Let's go through the input file, describing more details in the $GW$ part.

`do_GWA_IA 1`

This is a switch to demand the $G_0W_0$ calculation with quantities computed along Imaginary Axis (of frequency). Only few values of self-energy will be computed according to a contour deformation technique.

`MaxIterG0W0Eigval 5`

This is a fixed number of iterations in an eigen-value self-consistency loop. During this loop, the GW eigenvalues are determined. Normally, this leads to a good comparison with the poles detected by a direct inversion of the resolvent $H+\omega S$.

`nocc_to_correct 1`

The number of occupied states to be corrected according to $GW$ self-energy.

`nvrt_to_correct 1`

Number of virtual states to correct in a GW calculation along imaginary axis (see do_gwa_ia).

`nff_imag_axis 64`

Number of points along imaginary axis at which the screened-interaction will be computed. The grid along imaginary axis is logarithmic, and we typically need only a few points to have converged results. Probably 64 points will provide a sufficient accuracy for any calculation.

`tol_imag_axis 1e-5`

The parameter to set the minimal and maximal frequency of the logarithmic grid along imaginary frequency axis.

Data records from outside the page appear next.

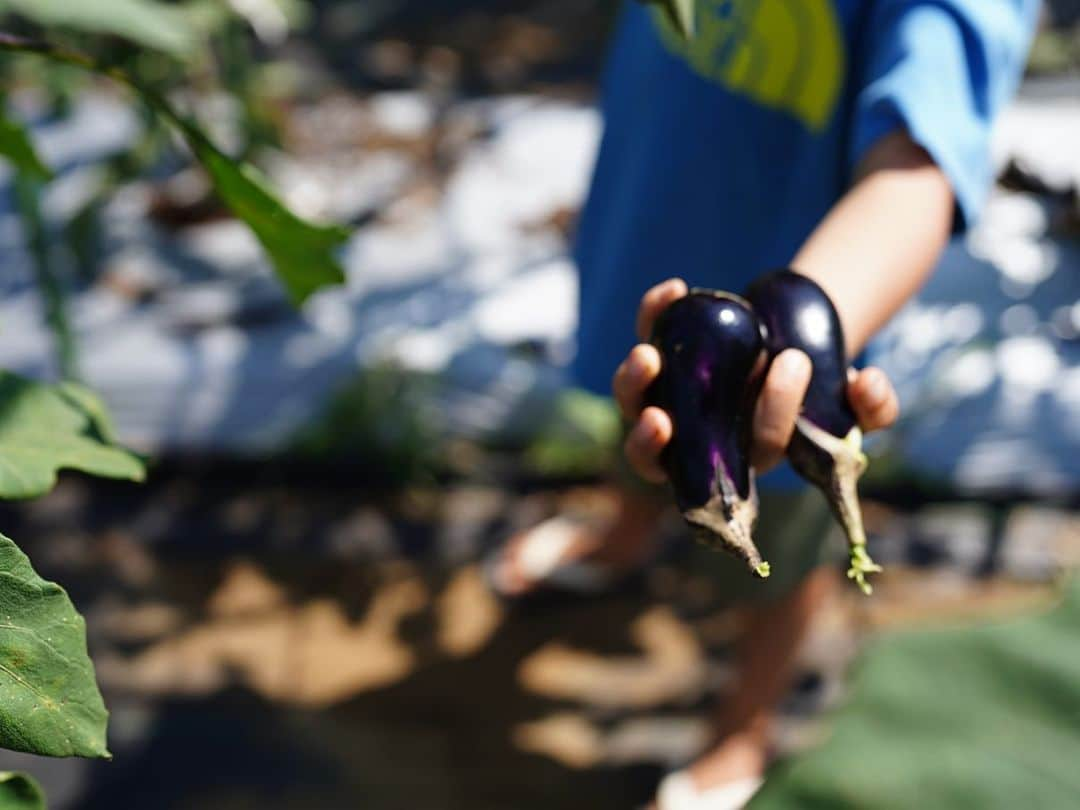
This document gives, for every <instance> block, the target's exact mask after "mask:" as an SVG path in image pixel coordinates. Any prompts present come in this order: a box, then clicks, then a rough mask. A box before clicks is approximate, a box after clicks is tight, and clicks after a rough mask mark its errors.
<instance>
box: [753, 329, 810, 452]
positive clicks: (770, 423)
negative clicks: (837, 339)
mask: <svg viewBox="0 0 1080 810" xmlns="http://www.w3.org/2000/svg"><path fill="white" fill-rule="evenodd" d="M811 372H812V367H811V364H810V357H808V356H807V355H806V354H804V353H802V352H800V351H798V350H797V349H786V350H784V351H782V352H781V353H780V354H778V355H777V357H775V360H773V361H772V365H771V366H770V367H769V374H768V375H767V376H766V378H765V384H764V386H762V387H761V393H760V395H759V396H758V397H757V405H756V406H755V409H754V446H753V449H752V453H751V461H752V463H753V464H754V469H755V470H757V471H758V472H764V471H765V470H768V469H769V468H770V467H774V465H775V464H778V463H779V462H780V460H781V459H782V458H783V457H784V450H786V449H787V443H788V442H791V441H792V432H793V431H794V430H795V420H796V418H798V415H799V409H800V408H801V407H802V399H804V397H805V396H806V392H807V387H808V386H809V384H810V375H811Z"/></svg>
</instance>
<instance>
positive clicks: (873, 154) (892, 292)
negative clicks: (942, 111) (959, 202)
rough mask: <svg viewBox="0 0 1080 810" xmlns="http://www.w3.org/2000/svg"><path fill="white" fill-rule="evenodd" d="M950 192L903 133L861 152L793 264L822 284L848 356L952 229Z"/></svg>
mask: <svg viewBox="0 0 1080 810" xmlns="http://www.w3.org/2000/svg"><path fill="white" fill-rule="evenodd" d="M954 206H955V202H954V199H953V190H951V187H950V186H949V184H948V180H947V179H946V177H945V175H944V174H943V173H942V171H941V170H940V168H939V167H937V166H936V164H934V162H933V161H932V160H931V158H930V156H929V154H927V152H926V151H924V150H923V149H922V148H921V147H919V146H918V145H917V144H915V143H914V141H913V140H912V139H910V138H909V137H908V136H907V135H906V133H902V132H899V133H894V134H892V135H888V136H886V137H883V138H882V139H881V140H880V141H878V143H877V144H876V145H875V146H874V147H872V148H870V150H869V151H868V152H867V153H866V157H865V159H864V160H863V162H862V164H861V165H860V168H859V179H858V180H856V183H855V185H854V186H853V187H852V188H851V189H850V190H849V191H848V193H847V194H846V195H845V197H843V198H842V199H841V200H840V201H839V202H838V203H837V204H836V205H835V206H834V207H833V210H832V211H831V212H829V214H828V216H826V217H825V219H824V220H823V221H822V222H821V225H820V226H818V228H816V230H814V232H813V233H812V234H810V239H808V240H807V242H806V244H804V245H802V249H800V251H799V253H798V255H797V256H796V257H795V259H794V261H793V262H792V264H793V267H794V268H795V269H796V270H798V271H799V272H801V273H805V274H806V275H809V276H810V278H811V279H813V280H814V281H816V282H818V283H819V284H821V286H822V287H824V288H825V292H826V293H828V295H829V297H831V298H832V299H833V302H834V303H835V305H836V309H837V311H838V312H839V313H840V321H841V323H842V324H843V334H845V337H846V338H847V341H848V354H849V356H854V355H855V354H858V353H859V351H861V350H862V348H863V347H864V346H865V345H866V342H867V341H868V340H869V338H870V337H872V336H873V335H874V334H875V333H876V332H877V330H878V329H879V328H881V326H883V325H885V324H886V322H887V321H888V320H889V319H890V318H892V315H893V314H894V313H895V312H896V310H899V309H900V308H901V306H902V305H903V303H904V302H905V301H906V300H907V299H908V298H910V297H912V296H913V295H914V294H915V293H916V291H918V288H919V287H920V286H921V285H922V283H923V282H924V281H926V279H927V278H928V276H929V275H930V272H931V271H932V270H933V268H934V265H936V262H937V259H939V257H940V256H941V253H942V251H943V249H944V247H945V244H946V243H947V242H948V238H949V233H950V231H951V228H953V212H954Z"/></svg>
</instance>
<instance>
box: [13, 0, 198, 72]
mask: <svg viewBox="0 0 1080 810" xmlns="http://www.w3.org/2000/svg"><path fill="white" fill-rule="evenodd" d="M0 12H11V13H14V14H18V15H21V16H23V17H26V18H27V19H30V21H32V22H35V23H37V24H38V25H41V26H44V27H50V26H57V27H60V28H69V29H72V30H78V31H86V32H90V33H106V35H113V36H117V37H123V38H124V39H129V40H131V41H132V42H137V43H138V44H140V45H146V46H147V48H152V49H156V50H159V51H164V52H166V53H170V54H172V55H173V56H177V57H180V58H184V57H187V56H189V55H190V54H191V53H192V52H193V51H194V50H195V49H197V48H198V45H199V42H198V38H197V37H195V33H194V31H193V30H192V28H191V26H190V25H189V23H188V18H187V16H186V15H185V13H184V12H183V11H181V10H180V9H179V8H177V6H173V5H167V4H165V3H161V2H153V1H152V0H0Z"/></svg>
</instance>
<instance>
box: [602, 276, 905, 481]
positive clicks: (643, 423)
mask: <svg viewBox="0 0 1080 810" xmlns="http://www.w3.org/2000/svg"><path fill="white" fill-rule="evenodd" d="M687 292H688V291H687V286H686V282H684V281H683V280H681V279H669V280H667V281H665V282H663V283H662V284H658V285H657V286H654V287H652V288H651V289H650V291H649V292H647V293H646V294H645V295H644V296H643V297H642V305H640V308H639V309H638V311H637V335H638V337H639V338H640V339H642V340H643V341H645V340H648V338H649V333H651V332H652V322H653V321H656V319H657V315H659V314H660V313H661V312H662V311H663V310H664V308H666V307H667V305H669V303H671V302H672V301H674V300H676V299H678V298H681V297H683V296H685V295H686V294H687ZM810 372H811V366H810V359H809V357H807V355H806V354H804V353H802V352H800V351H798V350H796V349H788V350H787V351H784V352H781V353H780V354H778V355H777V357H775V360H773V362H772V366H771V367H770V368H769V374H768V376H767V377H766V380H765V384H764V387H762V388H761V395H760V396H759V397H758V401H757V407H756V409H755V413H754V446H753V448H752V451H751V459H752V462H753V464H754V469H755V470H757V471H758V472H764V471H766V470H768V469H769V468H771V467H774V465H775V464H778V463H780V461H781V460H782V459H783V457H784V450H785V449H786V447H787V443H788V442H789V441H791V437H792V432H793V431H794V430H795V419H796V418H797V417H798V415H799V408H800V407H801V405H802V400H804V397H805V396H806V391H807V386H808V384H809V383H810ZM658 374H660V352H658V351H657V349H656V347H653V346H650V345H649V343H646V342H642V343H638V345H637V346H635V347H634V348H633V349H632V350H631V352H630V354H629V355H626V359H625V360H624V361H623V362H622V364H621V365H620V366H619V368H618V370H616V373H615V379H613V380H612V383H611V386H612V389H613V390H615V397H616V401H617V402H618V403H619V408H620V410H622V415H623V417H624V418H625V419H626V420H627V421H629V422H631V423H633V426H634V427H633V428H632V429H631V431H630V433H629V435H627V436H626V442H625V444H624V445H623V448H624V450H625V453H626V459H627V460H629V461H630V463H631V465H632V467H633V468H634V470H635V471H636V472H637V474H638V475H640V476H642V477H643V478H646V480H647V481H651V482H654V483H658V484H659V483H662V482H663V481H665V480H666V477H667V476H666V475H665V474H664V471H663V469H662V468H661V467H660V451H661V450H662V449H663V448H664V445H666V444H667V442H669V441H671V437H672V420H671V418H670V417H669V416H667V414H666V413H664V411H663V410H661V409H660V408H658V407H647V408H645V409H644V410H643V408H642V400H643V399H644V396H645V390H646V389H647V388H648V387H649V384H650V383H651V382H652V380H654V379H656V378H657V375H658ZM848 399H849V400H850V401H851V407H852V408H854V411H855V416H856V417H858V419H859V424H860V427H861V428H862V429H863V431H864V432H867V433H868V432H870V431H875V430H881V429H882V428H888V427H889V426H890V424H892V423H893V422H894V421H896V417H897V415H899V414H900V404H899V402H897V401H896V392H895V391H894V390H893V388H892V383H891V382H890V381H889V378H888V377H886V375H885V372H882V370H881V369H880V368H864V369H862V370H861V372H854V370H853V372H852V373H851V376H850V381H849V383H848Z"/></svg>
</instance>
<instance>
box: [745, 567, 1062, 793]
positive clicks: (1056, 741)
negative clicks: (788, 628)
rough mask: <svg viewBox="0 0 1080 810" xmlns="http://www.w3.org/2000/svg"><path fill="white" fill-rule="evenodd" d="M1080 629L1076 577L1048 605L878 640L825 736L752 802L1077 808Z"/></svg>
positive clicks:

`sf_GW_corr_algorithm BLOCK`

This a choice of the algorithms for computing a spectral function of $GW$ corrections. BLOCK and FULLMAT are choices here, BLOCK must be used for production runs.

`gw_corr_res_algorithm XX_BLK`

A choice of algorithm to add residues corrections to the imaginary-axis contribution. Possible choices are XX_BLK, XX_FM and SE. XX_BLK is suitable for production runs. XX_FM is a full matrix (reference) counterart of XX_BLK. SE is slowest option causing the whole self-energy to be computed before the energy correction is calculated.

`g0w0_eigvals_algorithm SF`

The algorithm to compute the $GW$ corrections. Possible choices are SF (i.e. Spectral-Function of $G_0W_0$ corrections) and SE (i.e. Self-Energy which causes a whole self-energy in atomic orbital basis to be computed before a corresponding correction is extracted). SE is obviously slower, while SF option should be suitable to production runs.